Durante el verano de 1793, por tercera y última vez, las presiones de la guerra llevaron a los diputados a aceptar medidas más radicales de lo que a la mayoría de ellos les hubiera gustado. El 10 de julio, el Comité de Seguridad Pública cambió a muchos de sus miembros. Danton se fue y Robespierre llegó quince días después. A diferencia del comité de la mayoría de sus colegas, no tenía responsabilidades departamentales. Solo después de su muerte fue conveniente fingir que había sido su líder. Sin embargo, ejerció una autoridad moral única sobre la Convención, y especialmente sobre el Club Jacobin, donde podía desviar las críticas del comité. El comité en su conjunto comenzó a adoptar la apariencia de un gabinete de guerra, especialmente después de que fue reforzado, a mediados de agosto, por dos ingenieros del ejército, Carnot y Prieur de la Côte d’Or. Debía demostrar su capacidad para movilizar los recursos militares y económicos del país y proporcionar a la revolución un ejército irresistible, pero no podía hacer milagros y todas estas cosas tomaron tiempo. Durante el verano de 1793 la guerra continuó yendo mal. La guarnición francesa en Maguncia, en lo profundo del territorio enemigo, se vio obligada a rendirse. Los austriacos empujaron cautelosamente a Francia, llevándose a Condé y Valenciennes. Lo más dramático de todo, hacia fines de agosto, la gran base naval de Toulon, con aproximadamente el 40% de la flota, se rindió al Almirante Hood sin disparar un solo tiro. Este fue un gran desastre; dio a las tropas británicas y españolas una cabeza de puente en Francia, y todo se debió a la traición.
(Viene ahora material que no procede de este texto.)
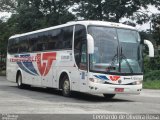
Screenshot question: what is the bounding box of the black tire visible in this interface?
[17,73,25,89]
[62,76,71,97]
[103,94,115,99]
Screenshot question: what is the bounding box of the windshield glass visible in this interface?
[88,26,142,74]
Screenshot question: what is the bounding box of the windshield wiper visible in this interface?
[108,47,134,73]
[107,47,118,72]
[120,47,134,73]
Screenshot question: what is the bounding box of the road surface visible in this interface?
[0,76,160,115]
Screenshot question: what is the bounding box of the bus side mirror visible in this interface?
[144,40,154,57]
[87,34,94,54]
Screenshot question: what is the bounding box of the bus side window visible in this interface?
[74,25,87,70]
[28,34,38,52]
[18,37,29,53]
[62,26,73,49]
[13,38,20,54]
[8,38,15,54]
[50,29,61,50]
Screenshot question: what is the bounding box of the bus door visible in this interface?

Los sans-culottes ya habían estado inquietos por algún tiempo. El 25 de junio, el sacerdote radical, Jacques Roux, quien comandaba una gran cantidad de seguidores volátiles en su propia Sección y en el Club Cordelier, dio una conferencia a la Convención sobre su incapacidad para ayudar a los pobres urbanos. Indignado por esta competencia no autorizada, el Establecimiento revolucionario cerró filas para silenciar a Roux, persuadiendo a los Cordeliers, y eventualmente a su propia Sección, a repudiarlo y finalmente enviarlo a la cárcel, donde se suicidó durante el invierno. Esta fue la última vez que los montañeses actuarían juntos. El asesinato de Marat por parte de Charlotte Corday, el 13 de julio, indignó a sus muchos seguidores sin culotte y les dio a los diputados la impresión plausible, aunque equivocada, de que ella era una agente de los girondinos, que ahora se inclinaban hacia el asesinato político. Marat había sido uno de los revolucionarios más violentos y sedientos de sangre, pero había sido útil para los montañeses, ya que había asustado a cualquier otra persona de competir por su clientela sin culotte. Una vez que murió, los radicales del Club Cordelier, algunos de ellos disgustados por no haber sido elegidos para la Convención, afirmaron sucederlo como “amigos del pueblo” y comenzaron a hablar de la necesidad de una nueva insurrección.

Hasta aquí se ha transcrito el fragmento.